Prag (kath.net/KAP) Die moderne Demokratie sollte "Verwirklichung der uralten biblischen Vision der Herrschaft von Recht und Gerechtigkeit" sein, hat der Prager Erzbischof Dominik Duka betont. Anlass waren die Feiern zum Landespatron, des heiligen Wenzel, am 28. September. Auch die sogenannte "Wenzelsidee" sei gekennzeichnet von "gerechtem Handeln", so Duka beim St.-Wenzels-Festgottesdienst auf dem Marienplatz in Stara Boleslav. An der Feier nahm auch der tschechische Staatspräsident Vaclav Klaus teil.

Die von Kardinal Miloslav Vlk erneuerte alljährliche tschechische Nationalwallfahrt ans Grab des Hauptlandespatrons in Stara Boleslav wurde heuer erstmals von Vlks Nachfolger Duka geleitet. Präsident Klaus gratulierte in seiner Grußadresse dem neuen tschechischen Primas nochmals zur Amtsübernahme und wünschte ihm "Erfolg und Kraft für das Gelingen seiner Sendung und nicht leichten Aufgabe". Dukas Erfolg, so Klaus wörtlich, liege "im Interesse unser aller".


Duka nahm in seiner Predigt auch zur geplanten Pensionsreform Stellung. Eine in Gesetze und Vorschriften gegossene Rentenreform allein werde nicht für ein glückliches Lebens im Alter sorgen können, wenn diese nicht mit einer "inneren und geistigen Erneuerung des Familienlebens" verbunden sei, betonte der Erzbischof.

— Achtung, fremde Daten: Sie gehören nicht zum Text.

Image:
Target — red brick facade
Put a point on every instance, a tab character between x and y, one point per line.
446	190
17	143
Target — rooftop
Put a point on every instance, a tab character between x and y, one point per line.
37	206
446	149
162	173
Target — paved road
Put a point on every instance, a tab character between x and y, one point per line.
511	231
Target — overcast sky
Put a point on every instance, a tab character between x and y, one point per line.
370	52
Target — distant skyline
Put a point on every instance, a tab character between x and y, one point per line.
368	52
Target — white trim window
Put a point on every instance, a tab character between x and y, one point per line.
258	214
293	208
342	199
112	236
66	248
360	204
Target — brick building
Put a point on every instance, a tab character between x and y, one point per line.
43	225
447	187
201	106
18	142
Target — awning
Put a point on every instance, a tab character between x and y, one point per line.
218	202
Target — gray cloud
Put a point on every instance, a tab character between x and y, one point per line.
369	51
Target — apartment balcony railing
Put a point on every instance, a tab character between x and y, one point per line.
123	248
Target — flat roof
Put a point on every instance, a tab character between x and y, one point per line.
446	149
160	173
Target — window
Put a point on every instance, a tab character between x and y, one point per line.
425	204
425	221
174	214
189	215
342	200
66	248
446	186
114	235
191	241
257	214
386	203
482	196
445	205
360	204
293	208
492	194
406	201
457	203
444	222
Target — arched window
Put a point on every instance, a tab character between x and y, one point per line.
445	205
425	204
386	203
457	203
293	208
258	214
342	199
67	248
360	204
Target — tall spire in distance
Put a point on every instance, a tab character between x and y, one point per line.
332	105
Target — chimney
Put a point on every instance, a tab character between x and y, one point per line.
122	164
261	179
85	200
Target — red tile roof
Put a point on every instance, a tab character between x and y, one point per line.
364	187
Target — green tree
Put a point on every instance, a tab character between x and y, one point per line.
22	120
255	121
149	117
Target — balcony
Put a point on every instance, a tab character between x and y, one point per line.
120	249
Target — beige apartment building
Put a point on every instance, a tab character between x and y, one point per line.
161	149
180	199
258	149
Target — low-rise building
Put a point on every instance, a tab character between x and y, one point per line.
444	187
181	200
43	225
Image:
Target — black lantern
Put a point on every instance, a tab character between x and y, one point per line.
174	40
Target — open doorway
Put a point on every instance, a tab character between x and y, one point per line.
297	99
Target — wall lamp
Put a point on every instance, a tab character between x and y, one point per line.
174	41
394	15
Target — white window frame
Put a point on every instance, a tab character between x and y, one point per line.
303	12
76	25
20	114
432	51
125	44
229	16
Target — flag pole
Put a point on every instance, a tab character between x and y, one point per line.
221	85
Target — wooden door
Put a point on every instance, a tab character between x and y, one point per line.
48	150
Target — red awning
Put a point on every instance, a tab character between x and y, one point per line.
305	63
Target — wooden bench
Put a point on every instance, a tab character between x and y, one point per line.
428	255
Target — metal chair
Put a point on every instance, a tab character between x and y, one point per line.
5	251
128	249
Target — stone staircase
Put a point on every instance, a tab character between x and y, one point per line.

Der "Tag der tschechischen Staatlichkeit", wie der Festtag des heiligen Wenzels seit seiner Erklärung zum Staatsfeiertag offiziell heißt, war diesmal vor allem durch eine musikalische Sensation gekennzeichnet. Im Prager Rudolfinum begleiteten die Prager Symphoniker den im Jahre 1930 uraufgeführten monumentalen Stummfilm über den heiligen Wenzel mit der erst kürzlich wieder aufgefundenen Begleitmusik von Jaroslav Kricka und Oskar Nedbal.

Nedbal ist auch außerhalb Tschechiens durch seine Operette "Polenblut" bekannt geworden, sah sich in seiner Heimat jedoch wegen seiner ihm unterstellten Austrophilie - unter anderem war er Gründer und von 1907 bis 1919 Chefdirigent des heutigen "Tonkünstlerorchesters Niederösterreich" - auch heftigen Anfeindungen ausgesetzt. An dem Streifen, der zu den aufwendigsten der europäischen Stummfilmgeschichte gehört, wirkte auch die spätere Burgschauspielerin Dagny Servaes mit.